Problems

Age
Difficulty
Found: 1866

Let \(k\) be a natural number, prove the following inequality. \[\frac1{k^2} > \frac1{k} - \frac1{k+1}.\]

Show that if \(a\) is a positive number, then \(a^3+2 \ge 2a \sqrt{a}\).

The numbers \(a\), \(b\) and \(c\) are positive. By completing the square, show that \[\frac{a^2}4 + b^2 + c^2 \ge ab-ac+2bc.\]

Let \(m\) and \(n\) be natural numbers such that \(m>n\). Show that: \[\frac1{n^2} + \frac1{(n+1)^2} + \frac1{(n+2)^2} + \dots + \frac1{m^2} > \frac1{n} - \frac1{m}.\]

The numbers \(a,b,c\) are positive. Show that: \[\frac{ab}{c} + \frac{bc}{a} + \frac{ac}{b} \ge a +b+c.\]

The number \(n\) is natural. Show that: \[\frac1{\sqrt{1}} +\frac1{\sqrt{2}}+ \frac1{\sqrt{3}} + \dots +\frac1{\sqrt{n}} < 3 \sqrt{n+1} -3.\]

If \(n\) is a positive integer, we denote by \(s(n)\) the sum of the divisors of \(n\). For example, the divisors of \(n=6\) are \(1,2,3,6\), so \(s(6)=1+2+3+6=12\). Prove that, for all \(n\geq1\), \[s(1)+s(2)+\cdots+s(n)\leq n^2.\] Denote by \(t(n)\) is instead the sum of the squares of the divisors of \(n\) (e.g., \(t(6)=1^2+2^2+3^2+6^2=50\)), can you find a similar inequality for \(t(n)\)?

Consider the following sum: \[\frac1{1 \times 2} + \frac1{2 \times 3} + \frac1{3 \times 4} + \dots\] Show that no matter how many terms it has, the sum will never be larger than \(1\).

Cut a \(7\times 7\) square into \(9\) rectangles, out of which you can construct any rectangle whose sidelengths are less than \(7\).
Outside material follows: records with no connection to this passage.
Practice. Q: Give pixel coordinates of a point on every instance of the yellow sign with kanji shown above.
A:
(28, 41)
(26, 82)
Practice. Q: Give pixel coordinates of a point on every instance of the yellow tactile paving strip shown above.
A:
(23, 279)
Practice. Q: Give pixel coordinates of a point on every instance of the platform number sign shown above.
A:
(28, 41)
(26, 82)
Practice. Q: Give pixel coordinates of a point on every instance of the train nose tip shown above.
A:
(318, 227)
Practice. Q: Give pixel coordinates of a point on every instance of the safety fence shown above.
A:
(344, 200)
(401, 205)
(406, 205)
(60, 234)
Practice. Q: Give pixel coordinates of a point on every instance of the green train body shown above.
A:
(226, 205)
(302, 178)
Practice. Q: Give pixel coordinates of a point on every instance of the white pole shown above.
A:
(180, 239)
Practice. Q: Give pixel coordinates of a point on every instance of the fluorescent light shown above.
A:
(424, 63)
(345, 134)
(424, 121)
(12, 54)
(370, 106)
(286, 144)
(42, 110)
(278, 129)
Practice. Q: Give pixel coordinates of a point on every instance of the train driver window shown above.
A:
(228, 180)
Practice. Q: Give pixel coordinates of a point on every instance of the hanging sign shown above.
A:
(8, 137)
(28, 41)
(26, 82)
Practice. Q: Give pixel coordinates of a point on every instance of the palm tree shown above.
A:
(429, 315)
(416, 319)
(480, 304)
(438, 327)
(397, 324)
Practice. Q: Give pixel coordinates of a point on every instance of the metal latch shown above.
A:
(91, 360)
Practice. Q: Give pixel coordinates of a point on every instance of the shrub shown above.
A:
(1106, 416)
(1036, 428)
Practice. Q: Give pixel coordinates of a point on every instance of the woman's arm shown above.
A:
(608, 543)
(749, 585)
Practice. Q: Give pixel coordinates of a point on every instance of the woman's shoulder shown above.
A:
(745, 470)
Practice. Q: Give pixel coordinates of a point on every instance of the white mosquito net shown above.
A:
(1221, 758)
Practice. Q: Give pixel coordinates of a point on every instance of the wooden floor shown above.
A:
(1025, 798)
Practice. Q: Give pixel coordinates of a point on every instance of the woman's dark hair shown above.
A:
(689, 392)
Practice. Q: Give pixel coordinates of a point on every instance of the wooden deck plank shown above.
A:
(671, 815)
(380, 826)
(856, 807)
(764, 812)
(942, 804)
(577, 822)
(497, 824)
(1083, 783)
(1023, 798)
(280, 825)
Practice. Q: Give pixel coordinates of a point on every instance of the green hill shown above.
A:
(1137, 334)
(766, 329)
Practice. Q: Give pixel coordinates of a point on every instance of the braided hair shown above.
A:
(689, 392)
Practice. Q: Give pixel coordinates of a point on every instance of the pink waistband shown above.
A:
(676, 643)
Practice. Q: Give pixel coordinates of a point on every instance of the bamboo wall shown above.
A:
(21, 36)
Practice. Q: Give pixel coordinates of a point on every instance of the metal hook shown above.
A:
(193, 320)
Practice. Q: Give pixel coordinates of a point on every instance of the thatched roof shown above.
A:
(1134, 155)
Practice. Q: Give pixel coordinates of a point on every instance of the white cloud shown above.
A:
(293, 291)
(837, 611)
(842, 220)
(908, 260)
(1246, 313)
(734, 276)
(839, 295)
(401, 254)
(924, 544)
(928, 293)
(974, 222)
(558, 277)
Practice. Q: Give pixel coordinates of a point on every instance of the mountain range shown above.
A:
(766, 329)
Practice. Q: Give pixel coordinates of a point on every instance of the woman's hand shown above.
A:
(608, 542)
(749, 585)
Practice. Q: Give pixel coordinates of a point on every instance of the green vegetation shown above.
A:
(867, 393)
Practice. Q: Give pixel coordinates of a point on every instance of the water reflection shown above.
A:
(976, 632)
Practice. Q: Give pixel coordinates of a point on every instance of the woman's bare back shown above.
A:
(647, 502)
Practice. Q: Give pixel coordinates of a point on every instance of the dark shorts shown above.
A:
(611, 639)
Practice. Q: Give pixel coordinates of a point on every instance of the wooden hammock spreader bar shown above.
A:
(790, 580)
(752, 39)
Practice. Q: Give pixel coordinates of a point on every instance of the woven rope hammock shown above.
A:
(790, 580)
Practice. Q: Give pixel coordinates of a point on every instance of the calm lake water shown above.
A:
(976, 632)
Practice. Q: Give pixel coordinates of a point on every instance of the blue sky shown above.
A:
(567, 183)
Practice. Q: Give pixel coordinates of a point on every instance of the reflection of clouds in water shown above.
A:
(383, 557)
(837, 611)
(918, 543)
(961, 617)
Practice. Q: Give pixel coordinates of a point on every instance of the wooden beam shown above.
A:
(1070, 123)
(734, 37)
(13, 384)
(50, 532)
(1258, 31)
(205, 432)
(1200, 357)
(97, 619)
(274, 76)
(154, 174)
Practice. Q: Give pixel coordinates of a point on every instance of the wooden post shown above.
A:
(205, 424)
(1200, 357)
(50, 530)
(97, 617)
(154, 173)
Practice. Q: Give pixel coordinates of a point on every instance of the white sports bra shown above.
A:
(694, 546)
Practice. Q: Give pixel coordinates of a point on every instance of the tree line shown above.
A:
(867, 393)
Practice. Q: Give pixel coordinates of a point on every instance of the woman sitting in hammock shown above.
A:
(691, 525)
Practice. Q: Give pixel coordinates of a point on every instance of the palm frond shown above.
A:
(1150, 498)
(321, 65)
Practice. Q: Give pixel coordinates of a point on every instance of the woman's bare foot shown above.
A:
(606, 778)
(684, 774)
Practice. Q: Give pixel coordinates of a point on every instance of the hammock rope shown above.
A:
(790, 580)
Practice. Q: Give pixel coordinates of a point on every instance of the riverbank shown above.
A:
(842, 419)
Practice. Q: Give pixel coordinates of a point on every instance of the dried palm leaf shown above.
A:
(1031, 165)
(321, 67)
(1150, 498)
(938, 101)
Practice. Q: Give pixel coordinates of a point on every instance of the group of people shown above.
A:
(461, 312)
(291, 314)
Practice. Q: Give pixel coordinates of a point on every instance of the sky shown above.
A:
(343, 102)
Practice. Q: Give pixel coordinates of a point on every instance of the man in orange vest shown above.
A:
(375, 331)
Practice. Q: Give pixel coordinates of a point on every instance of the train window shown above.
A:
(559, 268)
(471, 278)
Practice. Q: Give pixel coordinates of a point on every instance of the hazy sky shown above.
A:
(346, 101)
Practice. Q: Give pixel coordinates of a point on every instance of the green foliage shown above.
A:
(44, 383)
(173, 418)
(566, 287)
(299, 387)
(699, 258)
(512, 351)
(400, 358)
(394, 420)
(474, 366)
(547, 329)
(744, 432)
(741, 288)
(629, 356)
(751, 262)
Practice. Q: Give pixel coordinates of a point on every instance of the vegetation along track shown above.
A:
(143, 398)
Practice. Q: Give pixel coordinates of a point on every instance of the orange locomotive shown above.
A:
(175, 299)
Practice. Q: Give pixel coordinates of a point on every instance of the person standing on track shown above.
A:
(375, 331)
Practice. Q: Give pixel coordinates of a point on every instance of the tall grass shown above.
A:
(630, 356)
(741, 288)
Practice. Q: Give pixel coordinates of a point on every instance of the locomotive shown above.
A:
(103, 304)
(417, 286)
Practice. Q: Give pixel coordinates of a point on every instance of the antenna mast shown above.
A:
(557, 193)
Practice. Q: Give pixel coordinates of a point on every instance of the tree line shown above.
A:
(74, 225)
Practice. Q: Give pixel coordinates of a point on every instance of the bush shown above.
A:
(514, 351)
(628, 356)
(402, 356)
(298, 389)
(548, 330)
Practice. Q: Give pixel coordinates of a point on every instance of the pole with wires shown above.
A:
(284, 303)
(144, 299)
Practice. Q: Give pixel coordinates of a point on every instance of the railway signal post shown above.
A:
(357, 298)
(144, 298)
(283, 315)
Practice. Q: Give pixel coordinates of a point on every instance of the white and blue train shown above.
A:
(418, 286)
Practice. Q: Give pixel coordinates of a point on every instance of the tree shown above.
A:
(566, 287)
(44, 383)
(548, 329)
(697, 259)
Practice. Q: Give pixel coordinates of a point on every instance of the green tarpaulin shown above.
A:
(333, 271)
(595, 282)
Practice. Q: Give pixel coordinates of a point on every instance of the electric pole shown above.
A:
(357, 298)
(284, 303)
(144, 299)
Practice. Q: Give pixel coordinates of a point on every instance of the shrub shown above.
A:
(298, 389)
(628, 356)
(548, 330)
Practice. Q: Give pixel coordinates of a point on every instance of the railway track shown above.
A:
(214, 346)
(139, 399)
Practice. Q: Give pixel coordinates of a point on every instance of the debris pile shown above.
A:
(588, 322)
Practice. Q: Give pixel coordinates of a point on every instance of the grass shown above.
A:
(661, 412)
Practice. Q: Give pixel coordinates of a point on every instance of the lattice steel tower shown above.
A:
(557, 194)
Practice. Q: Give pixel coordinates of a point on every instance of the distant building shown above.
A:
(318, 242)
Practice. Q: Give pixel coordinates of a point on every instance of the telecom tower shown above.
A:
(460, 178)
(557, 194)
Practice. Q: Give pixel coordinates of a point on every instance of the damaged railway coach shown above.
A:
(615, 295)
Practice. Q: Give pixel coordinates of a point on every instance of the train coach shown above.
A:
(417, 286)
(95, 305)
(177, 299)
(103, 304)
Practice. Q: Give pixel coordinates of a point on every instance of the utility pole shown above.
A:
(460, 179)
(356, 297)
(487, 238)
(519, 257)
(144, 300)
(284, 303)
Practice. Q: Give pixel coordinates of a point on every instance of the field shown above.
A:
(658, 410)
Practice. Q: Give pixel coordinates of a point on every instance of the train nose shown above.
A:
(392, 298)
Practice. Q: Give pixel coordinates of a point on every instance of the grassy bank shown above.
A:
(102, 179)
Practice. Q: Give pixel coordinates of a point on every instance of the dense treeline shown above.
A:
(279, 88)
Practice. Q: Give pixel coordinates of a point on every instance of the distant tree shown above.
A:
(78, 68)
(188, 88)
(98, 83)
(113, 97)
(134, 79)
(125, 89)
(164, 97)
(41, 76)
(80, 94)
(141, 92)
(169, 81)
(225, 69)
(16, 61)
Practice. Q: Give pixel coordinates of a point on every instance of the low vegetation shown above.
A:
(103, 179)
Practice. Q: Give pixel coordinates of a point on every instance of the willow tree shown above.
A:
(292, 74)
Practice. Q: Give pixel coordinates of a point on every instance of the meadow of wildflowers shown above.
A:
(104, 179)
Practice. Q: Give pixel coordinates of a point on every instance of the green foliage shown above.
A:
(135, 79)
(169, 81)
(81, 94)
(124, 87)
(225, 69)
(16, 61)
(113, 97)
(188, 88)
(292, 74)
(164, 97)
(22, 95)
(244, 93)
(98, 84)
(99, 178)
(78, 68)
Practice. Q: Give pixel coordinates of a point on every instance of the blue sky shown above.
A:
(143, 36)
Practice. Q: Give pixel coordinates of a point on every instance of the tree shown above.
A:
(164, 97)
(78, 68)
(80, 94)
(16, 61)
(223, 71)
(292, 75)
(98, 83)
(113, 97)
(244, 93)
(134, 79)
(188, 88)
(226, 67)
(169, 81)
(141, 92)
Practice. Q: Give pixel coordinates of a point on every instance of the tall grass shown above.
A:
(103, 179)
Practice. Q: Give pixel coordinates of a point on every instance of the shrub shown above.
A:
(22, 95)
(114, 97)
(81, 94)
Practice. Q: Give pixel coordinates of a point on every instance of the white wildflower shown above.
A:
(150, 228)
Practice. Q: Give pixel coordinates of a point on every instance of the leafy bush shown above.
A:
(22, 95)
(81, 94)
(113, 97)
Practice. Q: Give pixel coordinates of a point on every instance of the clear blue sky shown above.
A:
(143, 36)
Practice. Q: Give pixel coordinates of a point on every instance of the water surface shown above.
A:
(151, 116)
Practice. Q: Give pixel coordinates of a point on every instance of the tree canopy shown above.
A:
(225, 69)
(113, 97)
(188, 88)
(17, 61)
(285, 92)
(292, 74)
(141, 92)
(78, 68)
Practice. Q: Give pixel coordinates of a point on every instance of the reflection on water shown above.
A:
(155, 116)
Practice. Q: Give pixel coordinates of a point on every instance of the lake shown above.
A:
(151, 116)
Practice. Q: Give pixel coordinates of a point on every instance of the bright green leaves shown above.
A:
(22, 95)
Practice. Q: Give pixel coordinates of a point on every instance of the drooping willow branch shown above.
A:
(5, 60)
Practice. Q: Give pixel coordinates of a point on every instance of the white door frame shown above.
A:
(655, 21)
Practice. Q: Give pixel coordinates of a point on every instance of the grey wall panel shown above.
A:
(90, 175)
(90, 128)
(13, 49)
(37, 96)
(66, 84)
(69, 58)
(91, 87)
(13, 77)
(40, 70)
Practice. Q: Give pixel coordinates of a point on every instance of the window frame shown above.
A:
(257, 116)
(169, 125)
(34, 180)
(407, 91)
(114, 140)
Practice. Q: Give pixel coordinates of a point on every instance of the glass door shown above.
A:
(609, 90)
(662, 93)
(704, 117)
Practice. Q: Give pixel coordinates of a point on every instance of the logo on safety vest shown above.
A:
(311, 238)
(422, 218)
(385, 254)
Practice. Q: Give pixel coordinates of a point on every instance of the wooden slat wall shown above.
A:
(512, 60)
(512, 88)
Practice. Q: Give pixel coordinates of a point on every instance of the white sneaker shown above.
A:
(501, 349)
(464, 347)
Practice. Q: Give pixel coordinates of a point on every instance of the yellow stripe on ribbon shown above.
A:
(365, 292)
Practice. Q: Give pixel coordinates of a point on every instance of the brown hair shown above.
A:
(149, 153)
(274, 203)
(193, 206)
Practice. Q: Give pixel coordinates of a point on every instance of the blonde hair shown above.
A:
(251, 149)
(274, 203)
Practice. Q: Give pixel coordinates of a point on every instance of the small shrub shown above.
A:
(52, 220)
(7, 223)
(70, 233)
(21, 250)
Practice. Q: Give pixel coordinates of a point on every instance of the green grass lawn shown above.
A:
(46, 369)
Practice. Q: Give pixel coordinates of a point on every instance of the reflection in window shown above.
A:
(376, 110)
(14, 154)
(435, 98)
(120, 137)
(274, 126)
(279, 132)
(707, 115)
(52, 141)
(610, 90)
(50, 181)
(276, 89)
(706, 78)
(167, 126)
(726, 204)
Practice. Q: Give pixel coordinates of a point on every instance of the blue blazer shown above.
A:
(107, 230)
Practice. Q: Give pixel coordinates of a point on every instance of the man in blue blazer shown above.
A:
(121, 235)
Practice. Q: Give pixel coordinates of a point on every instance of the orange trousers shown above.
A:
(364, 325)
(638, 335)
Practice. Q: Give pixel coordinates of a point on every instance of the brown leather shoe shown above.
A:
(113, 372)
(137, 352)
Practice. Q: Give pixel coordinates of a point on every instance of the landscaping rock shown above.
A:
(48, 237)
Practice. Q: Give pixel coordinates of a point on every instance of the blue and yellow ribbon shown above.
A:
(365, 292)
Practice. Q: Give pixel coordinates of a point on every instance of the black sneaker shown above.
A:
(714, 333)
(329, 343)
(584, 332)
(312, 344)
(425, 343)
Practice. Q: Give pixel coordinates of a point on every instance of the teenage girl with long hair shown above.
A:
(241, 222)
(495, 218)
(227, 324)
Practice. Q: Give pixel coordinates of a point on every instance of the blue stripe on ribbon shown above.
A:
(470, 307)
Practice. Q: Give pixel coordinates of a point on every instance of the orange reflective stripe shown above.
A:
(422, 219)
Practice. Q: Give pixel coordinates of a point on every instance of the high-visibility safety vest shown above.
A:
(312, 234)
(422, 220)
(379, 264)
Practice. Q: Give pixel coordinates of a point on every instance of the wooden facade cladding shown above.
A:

Show how to construct the rectangles.

There are \(16\) cities in the kingdom. Prove that it is not possible to build a system of roads in such a way that one can get from any city to any other without passing through more than one city on the way, and with at most four roads coming out of each city.